Helveg commented Jul 25, 2023

Consider a morphology with an axon consisting of a single branch, but with 3 different SWC tags: 2 for axon, 6 for axon hillock, and 7 for axon initial segment. With the current MorphIO parser this gets reduced into 1 Section with 1 type, depending on the SWC tag of the first point of the branch.

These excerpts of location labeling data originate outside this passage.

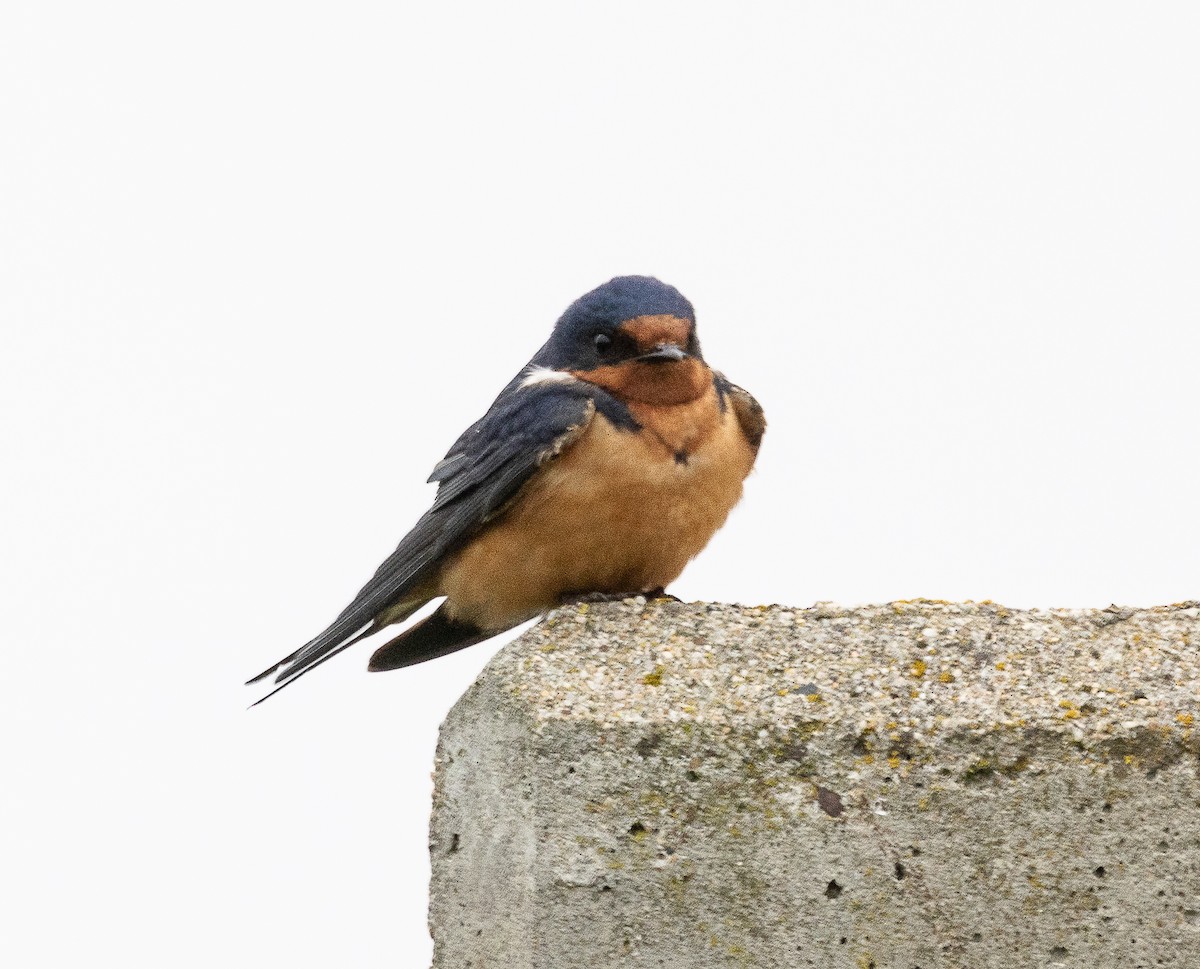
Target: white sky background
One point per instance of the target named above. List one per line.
(262, 263)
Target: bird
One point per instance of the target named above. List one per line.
(603, 468)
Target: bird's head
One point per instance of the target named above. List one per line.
(635, 337)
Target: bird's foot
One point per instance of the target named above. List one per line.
(573, 599)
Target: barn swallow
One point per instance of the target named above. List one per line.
(603, 468)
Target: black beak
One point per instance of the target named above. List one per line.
(665, 353)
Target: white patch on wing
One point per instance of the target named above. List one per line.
(546, 375)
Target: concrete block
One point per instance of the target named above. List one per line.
(911, 786)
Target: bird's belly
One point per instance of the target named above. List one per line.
(617, 512)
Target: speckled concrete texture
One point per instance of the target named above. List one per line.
(912, 786)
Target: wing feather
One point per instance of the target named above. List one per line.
(527, 426)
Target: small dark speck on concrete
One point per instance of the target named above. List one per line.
(829, 802)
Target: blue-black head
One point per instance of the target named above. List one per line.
(628, 319)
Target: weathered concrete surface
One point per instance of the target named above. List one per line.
(904, 787)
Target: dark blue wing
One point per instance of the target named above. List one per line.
(485, 469)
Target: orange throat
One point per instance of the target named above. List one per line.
(659, 384)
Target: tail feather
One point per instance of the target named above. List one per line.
(330, 643)
(432, 637)
(291, 675)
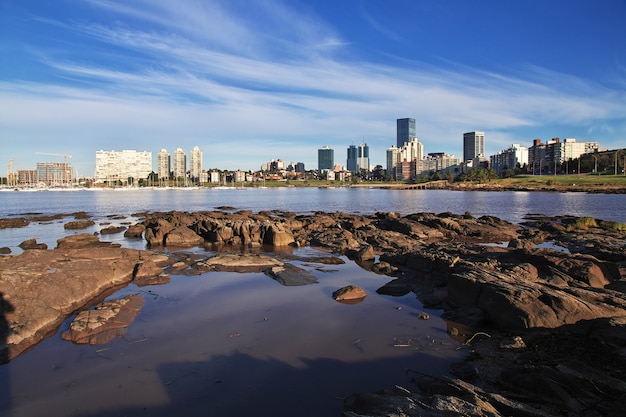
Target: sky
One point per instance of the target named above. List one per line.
(250, 81)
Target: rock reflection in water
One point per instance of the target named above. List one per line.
(225, 343)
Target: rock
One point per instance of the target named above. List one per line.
(13, 223)
(79, 224)
(63, 280)
(349, 293)
(32, 244)
(83, 240)
(182, 237)
(290, 275)
(276, 236)
(104, 322)
(239, 263)
(110, 230)
(135, 231)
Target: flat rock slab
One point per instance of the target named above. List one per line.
(39, 289)
(290, 275)
(233, 262)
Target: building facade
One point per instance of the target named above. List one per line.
(515, 156)
(195, 163)
(164, 164)
(180, 164)
(351, 162)
(325, 159)
(405, 131)
(473, 146)
(123, 166)
(363, 157)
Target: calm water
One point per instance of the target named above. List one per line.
(226, 344)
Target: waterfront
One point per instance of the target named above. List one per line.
(241, 344)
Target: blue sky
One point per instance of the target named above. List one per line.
(250, 81)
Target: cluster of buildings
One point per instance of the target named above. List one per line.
(405, 159)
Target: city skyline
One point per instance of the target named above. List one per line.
(281, 79)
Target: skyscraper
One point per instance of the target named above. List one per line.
(325, 158)
(363, 157)
(163, 164)
(473, 145)
(195, 163)
(405, 130)
(351, 163)
(180, 163)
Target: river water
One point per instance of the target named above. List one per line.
(228, 344)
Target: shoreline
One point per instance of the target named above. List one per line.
(447, 262)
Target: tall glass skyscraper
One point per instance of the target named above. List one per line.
(473, 145)
(325, 158)
(405, 130)
(351, 163)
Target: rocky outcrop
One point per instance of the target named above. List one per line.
(349, 293)
(64, 280)
(105, 322)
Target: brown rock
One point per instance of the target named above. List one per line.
(104, 322)
(349, 293)
(32, 244)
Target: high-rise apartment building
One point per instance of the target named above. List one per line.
(325, 159)
(363, 157)
(405, 131)
(180, 164)
(473, 145)
(351, 162)
(122, 165)
(164, 164)
(195, 163)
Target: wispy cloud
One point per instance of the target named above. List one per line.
(208, 73)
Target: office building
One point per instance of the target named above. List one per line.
(473, 146)
(122, 166)
(351, 162)
(164, 164)
(325, 159)
(195, 163)
(180, 164)
(363, 157)
(405, 131)
(514, 157)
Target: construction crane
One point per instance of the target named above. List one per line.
(65, 156)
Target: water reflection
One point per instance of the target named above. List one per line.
(237, 344)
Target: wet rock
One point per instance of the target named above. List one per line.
(104, 322)
(234, 262)
(13, 223)
(84, 240)
(349, 293)
(290, 275)
(135, 231)
(78, 225)
(32, 244)
(110, 230)
(182, 237)
(63, 280)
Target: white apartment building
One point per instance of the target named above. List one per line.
(122, 165)
(164, 165)
(195, 163)
(180, 164)
(511, 158)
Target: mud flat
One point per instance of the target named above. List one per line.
(541, 305)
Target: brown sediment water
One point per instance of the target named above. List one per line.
(230, 344)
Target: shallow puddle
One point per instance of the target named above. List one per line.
(230, 344)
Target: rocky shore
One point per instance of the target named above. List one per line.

I'd like to request a new option to split this branch into 3 Sections, wherever there is an SWC tag transition (taking into account the no_duplicates option)

@mgeplf
Copy link
Contributor

mgeplf commented Jul 25, 2023

I think I noticed something similar just recently; let me create an example file, and we can check that we're on the same page.

@Helveg
Copy link
Contributor Author

Helveg commented Jul 25, 2023

Conceptually a series of SWC samples with the following tags:

1-1-1-6-6-6-7-7-7

gets converted in MorphIO to a single Section with type 1:

|--------1-------|

more equivalent to this SWC:

1-1-1-1-1-1-1-1-1

I'd like an option to parse this as 3 Sections with their respective types:

|--1--|--6--|--7--|

@mgeplf
Copy link
Contributor

mgeplf commented Jul 25, 2023

Yup, we're on the same page:

contents =('''1 1 0 4 0 3.0 -1
              2 6 0 0 2 0.5 1
              3 7 0 0 3 0.5 2
              4 8 0 0 4 0.5 3
              5 9 0 0 5 0.5 4''')
n = Morphology(contents, "swc")

should have len(n.sections) == 4

I will take a look when I have moment. I have a rewrite of the SWC parser in progress, that covers this case, afaik. I need to finish it though.

@mgeplf
Copy link
Contributor

mgeplf commented Jul 27, 2023

@Helveg I have implemented a change that should fix this.
However, it's in a completely new SWC reader - I'm passing all the tests that I have in NeuroM and nearly all of them in MorphIO (the ones that I'm not, I think we should re-evaluate what is right.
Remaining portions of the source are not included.